You probably never heard someone say the
three words, “Lysergic Acid Diethylamide.” They are better known as LSD, which
is a potent hallucinogenic drug. It was widely used by people of all ages
during the decades of the 1960s and 1970s.
Those who used that drug became so stoned,
it was no surprise when a regular user suggested that to make the world a
better place, someone ought to fill a fleet of water-bomber airplanes with LSD
and spray the whole country from the air so that everybody gets high and become
a peace-loving dude.
Well, my friend, suppose that a mad
scientist invented such a drug with the added feature that its effect does not
wane with time. Once used, it keeps the user into a permanent psychedelic
trance, and not just in a state of peaceful bliss. The scientist made it so
that those who inhale the drug become wedded to the last message they heard
before inhaling.
Having perfected the drug, the scientist
then does two things. He authors a message and disguises it as a commercial. He
has it distributed as a flier to all the households in the town where he was
born and grew up. He has the message printed in the local newspaper, and
broadcast on the local radio station. He also rents a water-bomber, and uses it
to spray the town from one end to the other. The result is that everyone
becomes permanently wedded to his message.
And what the message says, in essence, is
that all those living in this ethnically diverse town should think of
themselves, not as being originally from Asia or Africa or Europe or Latin
America or whatever, but as descendants of a tribe that was chosen by God to
inherit the Earth and all that's in it. For this reason, the whole country,
indeed, “the world has certain moral responsibilities and obligations towards
us. First and foremost ought to be the simple elemental recognition and respect
–– the radical admission that we do exist”.

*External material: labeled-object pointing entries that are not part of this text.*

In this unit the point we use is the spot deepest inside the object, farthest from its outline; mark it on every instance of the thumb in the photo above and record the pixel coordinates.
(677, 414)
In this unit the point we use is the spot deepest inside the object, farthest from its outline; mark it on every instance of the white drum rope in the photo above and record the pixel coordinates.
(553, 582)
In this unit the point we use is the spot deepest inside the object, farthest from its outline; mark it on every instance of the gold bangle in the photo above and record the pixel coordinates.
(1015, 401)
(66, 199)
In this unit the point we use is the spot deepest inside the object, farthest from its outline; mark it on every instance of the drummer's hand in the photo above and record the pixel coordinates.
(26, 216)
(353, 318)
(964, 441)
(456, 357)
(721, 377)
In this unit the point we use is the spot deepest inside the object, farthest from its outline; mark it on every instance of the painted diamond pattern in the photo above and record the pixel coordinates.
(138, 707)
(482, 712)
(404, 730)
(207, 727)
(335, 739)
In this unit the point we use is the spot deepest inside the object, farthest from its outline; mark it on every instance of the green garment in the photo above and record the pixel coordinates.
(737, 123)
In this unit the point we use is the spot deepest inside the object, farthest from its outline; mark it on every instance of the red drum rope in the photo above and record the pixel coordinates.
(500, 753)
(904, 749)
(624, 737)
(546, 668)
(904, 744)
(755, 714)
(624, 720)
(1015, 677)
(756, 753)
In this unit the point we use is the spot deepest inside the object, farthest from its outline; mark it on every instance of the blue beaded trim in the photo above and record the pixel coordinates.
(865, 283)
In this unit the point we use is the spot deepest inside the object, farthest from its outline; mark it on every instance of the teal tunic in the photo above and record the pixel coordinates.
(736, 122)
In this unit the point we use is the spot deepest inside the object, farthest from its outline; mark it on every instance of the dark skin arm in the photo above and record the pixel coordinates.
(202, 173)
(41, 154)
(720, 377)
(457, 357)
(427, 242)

Far-fetched, you say? Well, let me ask you
this: Did you think for a moment that the assertion made above and placed
between quotation marks, was an invention of mine? Or did you think that
someone uttered these words to make the point that was analogized by the story
of the mad scientist? Whatever you may think, the truth is that a Jew actually
authored these words and stuck them at the end of an article he wrote under the
title: “Why Anti-Zionism is Worse Than Antisemitism,” written by Benjamin
Kerstein and published on October 23, 2019 in Algemeiner.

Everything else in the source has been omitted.